We stand in solidarity with the National Black Sisters’ Conference as we affirm their history and heritage as expressed in their statement:
“21st Century Lynchings in America: Our Red Record.”
Statement issued by The National Black Sisters’ Conference (NBSC)
In 1895, the activist and Civil Rights icon, Ida B. Wells, wrote a research pamphlet called The Red Record. In it, Mrs. Wells tabulated the number of lynchings in the United States since the Emancipation of African slaves. The conclusion was that little had changed for Blacks in America by the end of the nineteenth century. The Emancipation Proclamation, and federal programs like the Freedmen’s Bureau, did not prevent the death of thousands of Black people by the end of the nineteenth and early twentieth century.
Ida B. Wells writes: “In slave times, the Negro was kept subservient and submissive, but with freedom, the Negro is whipped, scourged, he is killed.” Fredrick Douglass, in a review of Mrs. Wells’ groundbreaking study, wrote: “If American moral sensibility was not hardened by the persistent infliction of outrage and crime against colored people, a scream of horror, shame, and indignation would rise from heaven.” America’s sensibility is still hardened in the twenty-first century. Black Americans still scream in horror. We still cannot breathe. Black lives still do not matter.
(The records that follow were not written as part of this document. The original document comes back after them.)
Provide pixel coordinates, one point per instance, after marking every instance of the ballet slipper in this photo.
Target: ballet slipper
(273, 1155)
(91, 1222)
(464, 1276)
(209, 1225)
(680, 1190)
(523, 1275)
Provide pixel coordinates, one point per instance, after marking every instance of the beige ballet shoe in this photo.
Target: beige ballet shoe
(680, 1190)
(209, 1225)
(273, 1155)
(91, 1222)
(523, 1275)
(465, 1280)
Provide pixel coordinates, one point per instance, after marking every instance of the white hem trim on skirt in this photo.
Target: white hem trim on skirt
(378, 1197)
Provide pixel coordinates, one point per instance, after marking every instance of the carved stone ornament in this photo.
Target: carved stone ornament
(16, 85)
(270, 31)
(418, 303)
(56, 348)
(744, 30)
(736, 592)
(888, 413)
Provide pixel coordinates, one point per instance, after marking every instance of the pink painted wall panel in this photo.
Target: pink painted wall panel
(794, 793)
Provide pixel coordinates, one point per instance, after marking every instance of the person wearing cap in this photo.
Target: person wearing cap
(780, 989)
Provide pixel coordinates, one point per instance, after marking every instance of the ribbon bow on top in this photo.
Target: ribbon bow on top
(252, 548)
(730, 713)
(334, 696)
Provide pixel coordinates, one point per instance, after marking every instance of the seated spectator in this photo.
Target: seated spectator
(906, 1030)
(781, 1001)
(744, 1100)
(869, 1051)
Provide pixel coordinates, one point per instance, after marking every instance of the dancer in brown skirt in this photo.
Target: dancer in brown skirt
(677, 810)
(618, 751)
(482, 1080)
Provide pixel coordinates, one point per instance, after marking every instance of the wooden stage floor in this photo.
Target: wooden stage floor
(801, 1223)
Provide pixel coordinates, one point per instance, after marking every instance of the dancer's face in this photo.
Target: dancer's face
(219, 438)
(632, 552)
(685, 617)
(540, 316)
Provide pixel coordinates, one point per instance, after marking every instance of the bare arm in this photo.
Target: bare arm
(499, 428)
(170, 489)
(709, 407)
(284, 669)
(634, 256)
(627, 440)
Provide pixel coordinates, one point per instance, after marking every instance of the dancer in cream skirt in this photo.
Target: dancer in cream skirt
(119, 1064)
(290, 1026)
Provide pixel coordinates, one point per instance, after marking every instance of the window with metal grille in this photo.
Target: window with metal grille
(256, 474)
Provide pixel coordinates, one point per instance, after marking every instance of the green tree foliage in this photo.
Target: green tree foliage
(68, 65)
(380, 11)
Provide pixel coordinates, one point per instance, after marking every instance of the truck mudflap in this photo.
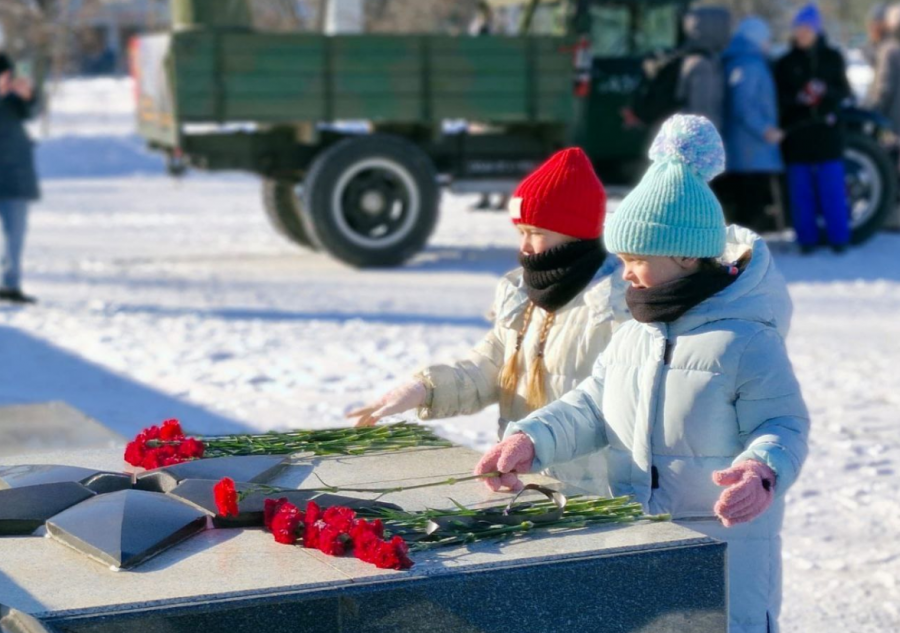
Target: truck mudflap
(154, 94)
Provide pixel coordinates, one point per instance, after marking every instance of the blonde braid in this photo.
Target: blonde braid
(509, 375)
(537, 392)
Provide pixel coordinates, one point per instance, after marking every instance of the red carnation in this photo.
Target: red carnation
(332, 541)
(361, 527)
(226, 497)
(271, 508)
(313, 512)
(285, 524)
(191, 449)
(340, 518)
(151, 459)
(311, 533)
(393, 554)
(150, 433)
(171, 431)
(365, 546)
(134, 453)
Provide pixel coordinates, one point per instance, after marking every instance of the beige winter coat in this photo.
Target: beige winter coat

One-hundred and twenty-four years later, we are still writing the same story. African American men, women, and children are still being lynched, murdered, and executed for playing with a toy gun, watching television in their own home, having their identity mistaken while driving or jogging while Black, and being chocked to death in cold blood by law enforcement officers, who have sworn to serve and protect.
We must speak and never forget their names.
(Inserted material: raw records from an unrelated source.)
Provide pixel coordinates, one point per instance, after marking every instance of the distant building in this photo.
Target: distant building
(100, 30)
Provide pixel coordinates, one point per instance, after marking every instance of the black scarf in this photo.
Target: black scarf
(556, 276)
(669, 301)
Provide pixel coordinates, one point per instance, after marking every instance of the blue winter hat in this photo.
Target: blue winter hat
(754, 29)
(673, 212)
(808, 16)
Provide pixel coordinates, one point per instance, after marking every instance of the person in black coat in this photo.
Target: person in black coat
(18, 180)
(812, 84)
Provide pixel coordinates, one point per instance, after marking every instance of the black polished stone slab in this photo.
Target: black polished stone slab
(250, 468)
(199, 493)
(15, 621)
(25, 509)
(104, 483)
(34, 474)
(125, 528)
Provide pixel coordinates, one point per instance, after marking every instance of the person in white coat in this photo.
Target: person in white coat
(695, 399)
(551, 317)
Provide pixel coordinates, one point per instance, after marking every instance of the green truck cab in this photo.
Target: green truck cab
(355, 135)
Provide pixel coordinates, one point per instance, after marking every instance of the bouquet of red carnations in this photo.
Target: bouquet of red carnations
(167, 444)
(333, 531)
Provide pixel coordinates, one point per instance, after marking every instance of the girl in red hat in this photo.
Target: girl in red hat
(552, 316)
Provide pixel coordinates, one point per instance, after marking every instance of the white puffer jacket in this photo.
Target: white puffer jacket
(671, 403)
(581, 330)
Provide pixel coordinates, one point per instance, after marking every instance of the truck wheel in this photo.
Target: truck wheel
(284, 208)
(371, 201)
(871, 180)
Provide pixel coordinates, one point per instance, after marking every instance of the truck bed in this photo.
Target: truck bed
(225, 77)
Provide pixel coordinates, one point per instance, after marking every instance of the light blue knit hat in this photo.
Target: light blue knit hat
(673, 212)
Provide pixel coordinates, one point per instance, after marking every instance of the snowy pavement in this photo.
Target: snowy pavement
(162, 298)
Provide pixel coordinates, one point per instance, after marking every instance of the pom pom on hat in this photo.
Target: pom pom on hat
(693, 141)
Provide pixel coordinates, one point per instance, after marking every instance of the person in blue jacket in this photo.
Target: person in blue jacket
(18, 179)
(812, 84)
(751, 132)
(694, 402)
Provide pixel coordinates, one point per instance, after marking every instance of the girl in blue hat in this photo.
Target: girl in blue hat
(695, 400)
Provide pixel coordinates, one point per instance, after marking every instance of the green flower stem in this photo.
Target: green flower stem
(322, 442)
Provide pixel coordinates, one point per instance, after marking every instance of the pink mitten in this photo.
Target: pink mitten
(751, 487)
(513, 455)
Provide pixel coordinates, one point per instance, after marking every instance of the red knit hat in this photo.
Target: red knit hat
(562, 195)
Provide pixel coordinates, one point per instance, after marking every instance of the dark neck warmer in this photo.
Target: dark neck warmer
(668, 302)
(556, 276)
Reason “Sean” Reed shot and killed in Indianapolis; Breonna Taylor, an emergency medical technician in Louisville, Kentucky, shot eight times in her bed; Ahmaud Aubrey killed while out jogging; and George Floyd dying from a police officer’s knee on his neck as Mr. Floyd screamed, “I can’t breathe!’
The National Black Sisters’ Conference (NBSC) condemns the viral disease of systemic racism that America has legitimized and practiced for over 400 years! We will not remain silent! There is more than one pandemic affecting our nation!
Dr. Martin Luther King Jr. once said, “I refuse to accept the view that mankind is so tragically bound to the starless midnight of racism.”
If this country is to reclaim its moral stature, we must confess and atone for our original sin, or America will self-destruct as a nation. As Malcolm X once warned the white power structure, “the chickens have come home to roost.”
- Without justice there can be no peace and justice demands that law enforcement be held accountable for its willful negligence and compliance in racist activities and actions.
- Chokeholds and other life-threatening forms of physical restraint will not to be used when a suspect is not resisting arrest, and/or is already in custody.
- When justified, as in the death of Mr. George Floyd, law enforcement officers are held accountable for their actions, and when warranted, arrested and prosecuted to the full extent of the law.
Finally, as black Catholic religious women, we call upon Archbishop Bernard A. Hebda, Archbishop of Minneapolis-St. Paul, and all bishops of good will to speak out on behalf of the church by denouncing these violent acts of hate and racism.
As Dr. King told us, “The arch of the moral universe is long, but it bends toward justice.”
If the most recent pastoral letter on racism, “Open Wide Our Hearts,” written by the United States Conference of Catholic Bishops, is to have any moral legitimacy, then our episcopal leaders must give more than lip service to addressing the sin of racism that is destroying communities of color around this nation.
As Christians, as Catholics, as people of faith, we must do more than just pray; we must model Jesus’ message to love one’s neighbor.
Our neighbor cannot breathe! Our neighbor is being lynched! Our neighbor is dying!
Our Red Record of Hate must end now!